In 2015, the city spent around $1 million to replace the turf and running track.

=== Hearts of Pine (2025–present) ===
Since 2025, Fitzpatrick Stadium has served as the home of professional soccer club Portland Hearts of Pine of USL League One. On November 14, 2023, the Portland city council unanimously approved a 10-year lease with the team. The team would pay over $1 million to improve the facility, and would receive free rent in exchange. The lease was upgraded in October 2024 to allow the team to replace the turf field, and to remove the Portland High School bulldog mascot from the field. The club invested over $2.5 million into stadium renovations, including a replacement turf, improvements to the press box, upgrades to the LED lighting, and semi-permanent locker rooms. During the renovations, 850 yd3 of arsenic-contaminated soil were unearthed, which the city disposed of using a $205,000 federal grant.
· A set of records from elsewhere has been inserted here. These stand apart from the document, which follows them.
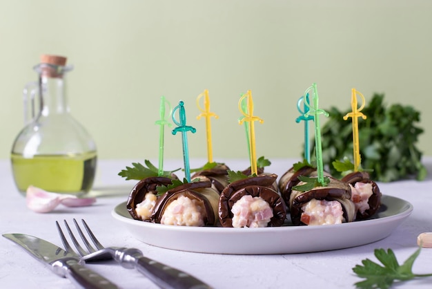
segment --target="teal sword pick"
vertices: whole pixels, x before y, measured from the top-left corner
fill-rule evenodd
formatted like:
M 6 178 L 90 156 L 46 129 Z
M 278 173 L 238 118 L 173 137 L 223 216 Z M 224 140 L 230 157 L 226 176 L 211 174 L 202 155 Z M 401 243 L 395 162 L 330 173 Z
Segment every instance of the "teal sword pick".
M 305 100 L 305 101 L 304 101 Z M 309 115 L 307 118 L 304 116 L 304 114 L 309 111 L 309 107 L 306 104 L 306 102 L 309 103 L 309 93 L 306 93 L 306 97 L 302 96 L 297 102 L 297 109 L 302 114 L 295 119 L 295 122 L 300 123 L 302 120 L 304 121 L 304 159 L 311 163 L 311 148 L 309 146 L 309 120 L 313 120 L 313 116 Z M 302 102 L 303 102 L 303 111 L 300 108 Z
M 175 119 L 175 112 L 179 111 L 179 121 Z M 195 127 L 186 125 L 186 115 L 184 109 L 184 102 L 179 102 L 179 105 L 175 106 L 172 113 L 173 122 L 178 127 L 173 129 L 173 134 L 175 135 L 178 131 L 181 132 L 183 140 L 183 162 L 184 164 L 184 175 L 188 183 L 190 183 L 190 168 L 189 166 L 189 151 L 188 148 L 188 131 L 195 133 L 197 129 Z

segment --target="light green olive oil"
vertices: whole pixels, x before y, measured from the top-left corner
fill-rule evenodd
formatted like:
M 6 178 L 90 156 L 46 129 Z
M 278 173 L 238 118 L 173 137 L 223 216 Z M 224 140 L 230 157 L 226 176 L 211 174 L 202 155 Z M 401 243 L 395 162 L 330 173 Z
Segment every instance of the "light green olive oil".
M 33 185 L 56 193 L 81 194 L 92 188 L 97 156 L 95 151 L 31 158 L 12 153 L 11 161 L 15 184 L 21 193 Z

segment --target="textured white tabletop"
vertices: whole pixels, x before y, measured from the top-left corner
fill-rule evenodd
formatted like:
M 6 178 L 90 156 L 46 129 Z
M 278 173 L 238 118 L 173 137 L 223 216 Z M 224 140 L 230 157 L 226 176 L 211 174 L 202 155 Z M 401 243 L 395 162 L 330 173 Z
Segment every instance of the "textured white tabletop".
M 26 207 L 25 198 L 15 188 L 9 161 L 0 161 L 0 233 L 28 234 L 60 245 L 55 221 L 85 218 L 105 245 L 137 248 L 148 257 L 182 269 L 215 288 L 350 288 L 361 280 L 353 273 L 353 267 L 366 258 L 377 261 L 374 249 L 392 248 L 402 263 L 418 248 L 417 236 L 432 232 L 432 176 L 429 176 L 422 182 L 378 183 L 384 194 L 402 198 L 411 203 L 414 209 L 390 236 L 373 243 L 334 251 L 280 255 L 210 254 L 159 248 L 136 240 L 123 223 L 111 216 L 114 207 L 126 201 L 135 184 L 133 180 L 126 181 L 117 176 L 132 160 L 137 161 L 99 160 L 94 192 L 98 196 L 97 203 L 87 207 L 59 206 L 48 214 L 37 214 Z M 215 160 L 225 162 L 233 170 L 243 169 L 248 165 L 244 160 Z M 266 171 L 279 176 L 297 161 L 271 160 L 272 165 Z M 205 160 L 193 160 L 191 167 L 199 167 L 204 162 Z M 426 158 L 424 162 L 432 172 L 432 159 Z M 166 161 L 166 168 L 179 167 L 181 161 Z M 123 268 L 113 261 L 88 265 L 124 288 L 157 288 L 137 271 Z M 413 271 L 417 274 L 432 273 L 432 249 L 422 250 Z M 432 277 L 429 277 L 410 281 L 395 288 L 429 288 L 431 286 Z M 69 280 L 54 274 L 5 238 L 0 238 L 0 287 L 75 288 Z

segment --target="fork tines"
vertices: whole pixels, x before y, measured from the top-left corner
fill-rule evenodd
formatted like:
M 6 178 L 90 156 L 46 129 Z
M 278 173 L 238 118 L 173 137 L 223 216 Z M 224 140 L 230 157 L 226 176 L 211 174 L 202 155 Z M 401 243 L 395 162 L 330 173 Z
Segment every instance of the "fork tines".
M 103 248 L 104 246 L 102 246 L 102 245 L 96 239 L 96 237 L 95 236 L 92 231 L 90 230 L 90 227 L 88 227 L 86 221 L 84 220 L 81 220 L 81 221 L 83 223 L 83 225 L 84 226 L 84 228 L 86 229 L 86 231 L 88 234 L 90 239 L 92 240 L 95 245 L 97 248 L 98 250 Z M 68 231 L 68 233 L 69 234 L 69 236 L 70 236 L 70 239 L 72 240 L 72 242 L 73 243 L 74 245 L 77 248 L 77 250 L 78 251 L 78 254 L 84 257 L 89 253 L 92 253 L 95 252 L 97 250 L 93 248 L 93 247 L 92 247 L 90 243 L 88 241 L 88 240 L 84 235 L 84 233 L 83 232 L 79 225 L 78 224 L 78 223 L 75 218 L 73 219 L 73 222 L 74 222 L 74 224 L 75 225 L 78 234 L 79 234 L 79 236 L 81 237 L 81 239 L 83 241 L 84 245 L 86 245 L 86 247 L 87 248 L 87 250 L 88 250 L 88 252 L 86 252 L 86 250 L 81 246 L 81 245 L 77 240 L 77 238 L 75 238 L 75 236 L 73 232 L 70 229 L 69 224 L 68 224 L 68 222 L 66 220 L 64 220 L 64 224 Z M 60 227 L 60 225 L 59 224 L 59 222 L 56 221 L 55 223 L 57 226 L 57 230 L 59 231 L 60 238 L 61 239 L 61 242 L 63 243 L 63 245 L 64 245 L 66 251 L 74 252 L 74 250 L 72 248 L 72 246 L 69 244 L 69 242 L 68 242 L 68 240 L 66 237 L 65 236 L 61 230 L 61 227 Z

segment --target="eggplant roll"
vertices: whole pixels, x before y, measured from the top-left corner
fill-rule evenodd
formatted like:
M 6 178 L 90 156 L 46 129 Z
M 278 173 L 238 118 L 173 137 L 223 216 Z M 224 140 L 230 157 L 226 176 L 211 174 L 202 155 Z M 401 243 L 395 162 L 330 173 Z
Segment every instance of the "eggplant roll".
M 285 203 L 273 189 L 274 174 L 229 184 L 220 196 L 219 218 L 223 227 L 279 227 L 286 218 Z
M 381 206 L 381 192 L 376 183 L 365 171 L 355 171 L 342 180 L 351 188 L 351 201 L 355 205 L 356 219 L 364 220 L 372 216 Z
M 229 183 L 228 182 L 228 171 L 229 169 L 229 167 L 225 164 L 217 164 L 213 169 L 197 171 L 190 177 L 190 179 L 193 180 L 204 176 L 210 179 L 216 190 L 220 194 Z
M 289 208 L 290 196 L 293 191 L 293 187 L 296 186 L 300 180 L 298 179 L 300 176 L 309 176 L 315 169 L 309 166 L 304 166 L 294 170 L 294 167 L 291 167 L 286 171 L 279 178 L 277 187 L 282 198 L 285 201 L 285 204 Z
M 326 187 L 306 192 L 293 190 L 290 198 L 293 225 L 331 225 L 352 222 L 355 217 L 351 190 L 345 182 L 329 177 Z M 299 183 L 302 185 L 303 182 Z
M 130 216 L 135 220 L 148 221 L 153 212 L 157 197 L 156 187 L 159 185 L 168 186 L 173 178 L 162 176 L 146 178 L 140 180 L 130 191 L 126 207 Z
M 219 195 L 211 187 L 207 179 L 169 189 L 156 201 L 150 222 L 195 227 L 215 225 Z

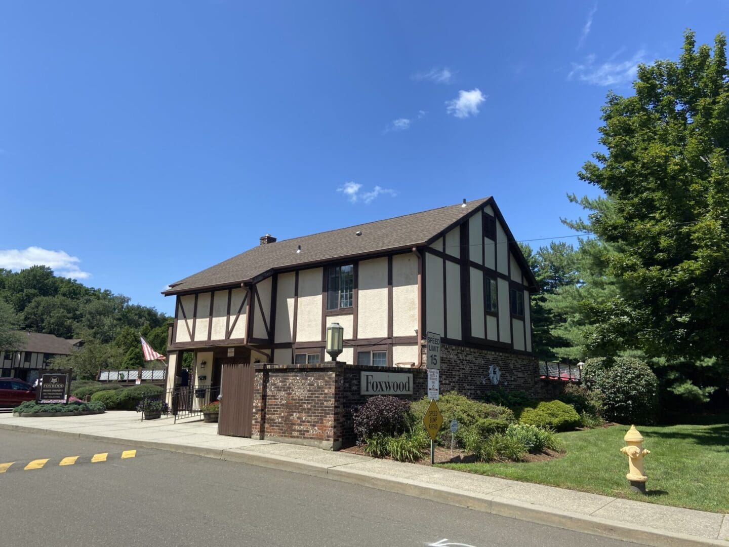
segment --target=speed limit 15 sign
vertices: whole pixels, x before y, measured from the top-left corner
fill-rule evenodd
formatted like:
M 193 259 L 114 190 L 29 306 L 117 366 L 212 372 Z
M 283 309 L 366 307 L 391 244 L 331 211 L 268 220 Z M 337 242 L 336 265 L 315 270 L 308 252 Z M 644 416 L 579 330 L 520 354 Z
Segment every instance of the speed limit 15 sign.
M 426 354 L 427 359 L 427 368 L 437 368 L 440 370 L 440 335 L 435 333 L 428 333 L 426 335 L 428 352 Z

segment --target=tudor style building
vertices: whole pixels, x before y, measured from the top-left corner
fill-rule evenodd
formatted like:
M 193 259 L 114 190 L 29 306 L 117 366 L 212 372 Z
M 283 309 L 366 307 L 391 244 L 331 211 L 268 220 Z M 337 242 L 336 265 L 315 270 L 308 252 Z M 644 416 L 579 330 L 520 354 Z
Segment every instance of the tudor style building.
M 427 331 L 442 336 L 441 392 L 534 392 L 529 294 L 536 281 L 492 198 L 260 244 L 175 283 L 168 387 L 183 352 L 195 386 L 222 363 L 315 365 L 327 327 L 344 328 L 338 360 L 420 368 Z

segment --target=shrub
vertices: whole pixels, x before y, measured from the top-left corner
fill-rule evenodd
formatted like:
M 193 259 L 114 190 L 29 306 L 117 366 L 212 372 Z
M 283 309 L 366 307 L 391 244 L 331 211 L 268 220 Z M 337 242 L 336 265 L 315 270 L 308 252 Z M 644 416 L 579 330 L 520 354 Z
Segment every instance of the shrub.
M 398 462 L 417 462 L 423 457 L 429 444 L 428 439 L 424 429 L 413 428 L 397 437 L 390 437 L 387 441 L 387 451 Z
M 375 458 L 383 458 L 389 454 L 387 446 L 389 437 L 382 433 L 375 433 L 364 439 L 364 451 Z
M 118 389 L 98 391 L 91 395 L 91 401 L 102 403 L 109 410 L 116 410 L 119 407 L 119 393 Z
M 78 412 L 78 411 L 101 411 L 106 410 L 104 403 L 58 403 L 50 404 L 39 404 L 34 400 L 26 400 L 13 408 L 14 412 L 28 413 L 31 414 L 44 414 L 55 412 Z
M 425 412 L 429 404 L 430 400 L 427 397 L 424 397 L 410 406 L 410 411 L 417 420 L 419 421 L 425 416 Z M 505 406 L 480 403 L 456 392 L 449 392 L 440 395 L 438 399 L 438 408 L 440 409 L 440 414 L 443 415 L 445 428 L 448 427 L 452 420 L 455 419 L 459 422 L 459 430 L 456 433 L 456 438 L 461 446 L 464 446 L 464 436 L 472 430 L 479 420 L 501 421 L 506 422 L 507 425 L 515 422 L 514 413 Z M 493 427 L 494 430 L 498 430 L 500 424 L 489 422 L 487 426 L 485 423 L 482 423 L 480 427 L 486 429 L 488 427 Z M 438 442 L 441 443 L 443 443 L 443 433 L 442 431 L 438 438 Z
M 412 424 L 410 403 L 397 397 L 377 395 L 352 411 L 357 443 L 375 433 L 391 437 L 407 430 Z
M 165 390 L 157 386 L 130 386 L 119 394 L 119 409 L 134 410 L 145 397 L 160 397 Z
M 658 379 L 647 365 L 633 357 L 588 359 L 585 385 L 602 395 L 603 416 L 623 424 L 652 424 L 658 407 Z
M 507 391 L 503 387 L 487 393 L 486 400 L 486 403 L 506 406 L 509 408 L 528 406 L 534 400 L 527 395 L 526 392 L 520 389 Z
M 480 462 L 521 462 L 528 451 L 518 439 L 494 433 L 480 439 L 472 433 L 466 438 L 466 451 Z
M 83 399 L 85 397 L 86 397 L 86 395 L 93 395 L 94 393 L 98 393 L 100 391 L 109 391 L 109 389 L 121 389 L 122 387 L 124 387 L 124 386 L 120 386 L 118 384 L 101 384 L 100 382 L 95 382 L 95 384 L 97 385 L 79 387 L 75 391 L 71 390 L 71 393 L 74 397 L 77 397 L 79 399 Z
M 524 408 L 519 422 L 539 427 L 553 427 L 556 431 L 569 431 L 580 424 L 580 414 L 574 408 L 560 400 L 542 401 L 535 407 Z
M 567 384 L 558 400 L 574 407 L 578 414 L 586 412 L 600 416 L 602 411 L 602 395 L 599 392 L 588 389 L 585 386 Z
M 561 439 L 555 435 L 553 430 L 530 424 L 512 424 L 506 430 L 506 436 L 518 441 L 532 454 L 541 452 L 545 449 L 557 451 L 564 449 Z

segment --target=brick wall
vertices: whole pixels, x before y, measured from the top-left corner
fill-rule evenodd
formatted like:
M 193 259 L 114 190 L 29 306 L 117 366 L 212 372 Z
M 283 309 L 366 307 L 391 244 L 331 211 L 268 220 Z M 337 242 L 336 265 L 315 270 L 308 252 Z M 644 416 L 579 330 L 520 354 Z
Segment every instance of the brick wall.
M 423 349 L 425 362 L 425 348 Z M 492 365 L 499 367 L 499 384 L 488 376 Z M 539 368 L 537 358 L 518 353 L 442 344 L 440 346 L 440 392 L 457 391 L 472 399 L 482 398 L 499 387 L 521 389 L 538 396 Z
M 335 440 L 335 381 L 332 368 L 268 365 L 257 368 L 253 388 L 254 438 L 298 440 L 331 448 Z

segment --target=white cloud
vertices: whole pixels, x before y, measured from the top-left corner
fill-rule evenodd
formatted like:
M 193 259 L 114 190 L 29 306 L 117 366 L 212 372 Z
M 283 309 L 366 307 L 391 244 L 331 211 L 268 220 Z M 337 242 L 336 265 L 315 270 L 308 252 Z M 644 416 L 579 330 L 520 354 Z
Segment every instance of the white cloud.
M 413 75 L 413 79 L 427 79 L 437 84 L 450 84 L 456 73 L 447 66 L 443 69 L 431 69 L 427 72 L 418 72 Z
M 390 127 L 389 128 L 392 131 L 404 131 L 405 129 L 410 128 L 410 120 L 406 117 L 399 117 L 392 121 L 392 123 L 390 124 Z
M 375 186 L 369 192 L 362 192 L 359 190 L 362 185 L 356 182 L 345 182 L 344 186 L 337 188 L 338 192 L 341 192 L 353 203 L 358 201 L 363 202 L 365 205 L 369 205 L 375 198 L 381 195 L 389 195 L 393 198 L 397 195 L 397 193 L 390 188 L 383 188 L 381 186 Z
M 593 9 L 590 10 L 590 13 L 588 14 L 588 20 L 585 23 L 585 26 L 582 27 L 582 32 L 580 35 L 580 40 L 577 42 L 577 49 L 579 50 L 585 44 L 585 40 L 587 39 L 588 35 L 590 34 L 590 31 L 592 28 L 592 20 L 593 18 L 595 17 L 595 12 L 597 11 L 597 3 L 593 6 Z
M 589 55 L 582 63 L 572 63 L 567 79 L 577 78 L 592 85 L 620 85 L 632 82 L 638 73 L 638 65 L 645 60 L 645 52 L 638 51 L 625 61 L 614 61 L 614 55 L 601 64 L 596 64 L 596 56 Z
M 63 277 L 87 279 L 91 274 L 79 268 L 79 262 L 81 259 L 72 257 L 64 251 L 49 251 L 41 247 L 0 250 L 0 268 L 17 271 L 31 266 L 44 265 Z
M 475 116 L 478 114 L 478 106 L 486 100 L 486 96 L 477 88 L 470 91 L 461 90 L 458 98 L 445 101 L 445 112 L 460 118 Z

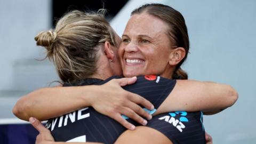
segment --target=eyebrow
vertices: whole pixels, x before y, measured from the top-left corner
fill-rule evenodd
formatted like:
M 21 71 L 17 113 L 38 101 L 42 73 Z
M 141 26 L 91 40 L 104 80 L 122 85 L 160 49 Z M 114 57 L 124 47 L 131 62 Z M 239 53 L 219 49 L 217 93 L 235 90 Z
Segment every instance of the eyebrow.
M 129 36 L 128 35 L 123 35 L 122 36 L 122 37 L 123 37 L 123 36 L 128 37 L 129 37 Z M 148 37 L 148 38 L 151 38 L 151 39 L 153 39 L 152 37 L 150 37 L 150 36 L 148 36 L 148 35 L 138 35 L 137 36 L 138 36 L 138 37 Z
The team made their home debut on May 4, 2025, with more than 5,000 fans in attendance for a 1–1 draw against One Knoxville SC. Knoxville's Stuart Ritchie scored the first goal at Fitzpatrick Stadium in the second minute, while Masashi Wada scored the first Hearts of Pine goal at Fitzpatrick in first half stoppage time.

The Hearts of Pine set the USL League One attendance record by drawing 6,440 people to an October 21 game against Spokane Velocity.

On August 4, 2026, the Hearts of Pine announced that they had purchased land on Cassidy Point in Portland's West End neighborhood with the intention of building a stadium for both the men's and women's team. The club estimated that it would cost $50 million to build, and projected that the stadium would be ready for the 2029 season.

=== Maine USL W League team ===
On June 4, 2026, the Hearts of Pine announced they were founding a women's team, to compete in the USL W League for the 2027 season, and that the team will play at Fitzpatrick Stadium.

==Events==
Fitzpatrick Stadium is the home field for the Portland Hearts of Pine and Portland High School Bulldogs. The stadium is used for state high school football championships, the City of Portland high schools lacrosse league, Maine Elite Men's Lacrosse League, state high school lacrosse championships, and the Maine Senior Games. The facility has occasionally hosted University of Maine Football games and local and high school soccer and track events. It was home to the Portland Pilots from 1946 to 1949.

In 1960, Democratic presidential nominee John F. Kennedy spoke at Portland Stadium during his presidential campaign.

In September 2023, investors known as USL to Portland were awarded a future USL League One team, Portland Hearts of Pine. In November 2023, the Portland City Council approved a lease that allowed the team to begin play at Fitzpatrick Stadium in 2025.